ANALYTICAL METHODS USED IN TOXICOLOGY
Toxicology laboratories use several methods to screen for poisons/drugs, since there is no single, accurate, inexpensive method for this purpose. Each method differs in cost, accu-racy, complexity, speed, and specificity. The actual equipment required depends on the size of the laboratory and the kind of testing done.
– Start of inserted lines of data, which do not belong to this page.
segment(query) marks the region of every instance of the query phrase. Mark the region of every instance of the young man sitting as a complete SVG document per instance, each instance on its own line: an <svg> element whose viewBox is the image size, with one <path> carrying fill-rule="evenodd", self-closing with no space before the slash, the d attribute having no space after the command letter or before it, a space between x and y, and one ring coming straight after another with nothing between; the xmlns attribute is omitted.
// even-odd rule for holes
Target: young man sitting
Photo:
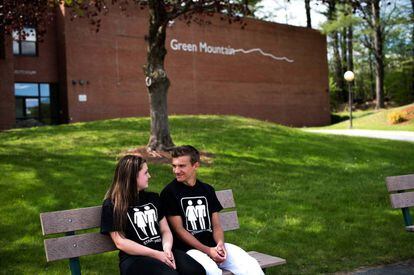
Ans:
<svg viewBox="0 0 414 275"><path fill-rule="evenodd" d="M174 246L199 262L207 275L263 274L257 261L240 247L224 242L218 212L223 209L212 186L197 179L200 154L190 145L172 151L175 179L161 192L161 201L175 235Z"/></svg>

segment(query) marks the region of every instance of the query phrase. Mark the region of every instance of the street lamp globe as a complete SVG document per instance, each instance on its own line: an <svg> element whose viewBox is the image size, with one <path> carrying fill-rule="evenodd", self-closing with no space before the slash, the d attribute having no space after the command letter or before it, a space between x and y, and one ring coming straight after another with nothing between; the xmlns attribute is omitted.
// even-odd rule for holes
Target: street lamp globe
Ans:
<svg viewBox="0 0 414 275"><path fill-rule="evenodd" d="M352 129L352 85L351 82L354 80L355 75L352 71L346 71L344 73L344 78L348 82L348 92L349 92L349 129Z"/></svg>
<svg viewBox="0 0 414 275"><path fill-rule="evenodd" d="M351 82L354 81L355 75L352 71L346 71L344 73L344 78L346 81Z"/></svg>

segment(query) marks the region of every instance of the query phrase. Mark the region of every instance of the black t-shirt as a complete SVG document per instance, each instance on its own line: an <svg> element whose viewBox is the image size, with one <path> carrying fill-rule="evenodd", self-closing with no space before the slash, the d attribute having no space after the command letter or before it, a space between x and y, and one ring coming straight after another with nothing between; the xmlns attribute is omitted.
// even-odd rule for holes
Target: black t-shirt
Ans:
<svg viewBox="0 0 414 275"><path fill-rule="evenodd" d="M164 218L160 197L152 192L139 192L137 201L128 207L125 237L141 245L162 251L159 221ZM102 205L101 233L109 234L114 229L114 205L106 199ZM120 261L129 254L119 251Z"/></svg>
<svg viewBox="0 0 414 275"><path fill-rule="evenodd" d="M216 246L211 216L223 207L211 185L196 181L194 186L173 180L161 192L161 202L167 216L181 216L183 227L202 244ZM187 251L193 249L174 235L174 246Z"/></svg>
A basic, ideal laboratory should have the following facilities/resources:
· Calibrated laboratory balances
· Bench top centrifuge
· Vortex mixer
· Water bath and heating block
· Butane gas burner
· Fume cupboard
· Refrigerator and Freezer
· pH metre
· Automatic/semi-automatic pipettes
· Low power polarising microscope
· Thin layer chromatography (TLC) plates
· UV spectrophotometer
· UV lamp
· Conway microdiffusion apparatus
· Porcelain spotting tile
· Modified Gutzeit apparatus.
· In addition, it is desirable to have the following specialised equipment, though they are quite expensive:
· High Performance Liquid Chromatography (HPLC)*
· Gas Chromatography (GC)
· Mass Spectrometry (MS)
· Facility for Radio Immuno Assay (RIA)
· Enzyme Mediated Immuno Assay Technique (EMIT)**.
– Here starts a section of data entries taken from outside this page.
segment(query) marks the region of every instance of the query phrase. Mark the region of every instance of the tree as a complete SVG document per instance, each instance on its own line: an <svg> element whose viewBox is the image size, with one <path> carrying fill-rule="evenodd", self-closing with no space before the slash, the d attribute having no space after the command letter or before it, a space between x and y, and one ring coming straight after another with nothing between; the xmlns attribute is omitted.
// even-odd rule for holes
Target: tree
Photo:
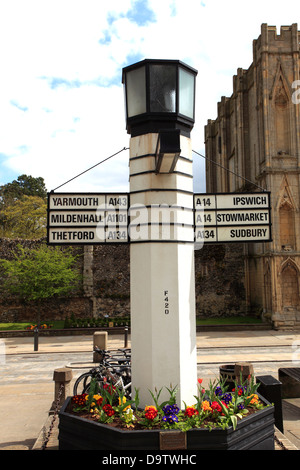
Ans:
<svg viewBox="0 0 300 470"><path fill-rule="evenodd" d="M23 302L38 304L66 296L78 286L81 278L76 268L77 258L71 248L63 251L45 244L35 249L18 245L11 260L0 259L3 291L16 295Z"/></svg>
<svg viewBox="0 0 300 470"><path fill-rule="evenodd" d="M37 196L23 196L4 205L0 217L0 236L37 239L46 236L47 203Z"/></svg>
<svg viewBox="0 0 300 470"><path fill-rule="evenodd" d="M47 189L44 183L44 178L34 178L30 175L21 175L12 183L0 186L0 198L2 203L15 201L23 196L36 196L46 199Z"/></svg>
<svg viewBox="0 0 300 470"><path fill-rule="evenodd" d="M47 189L41 177L21 175L0 186L0 237L46 236Z"/></svg>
· There should also be access to sophisticated systems of analysis which are normally beyond the scope of a toxicology laboratory, such as Atomic Absorption Spectrophotometry (AAS), and Neutron Activation Analysis (NAA).
In a given case of poisoning it may be sufficient to know just the nature of poison (qualitative analysis), or there may be a need for identification as well as estimation of its concentration in the body (quantitative analysis).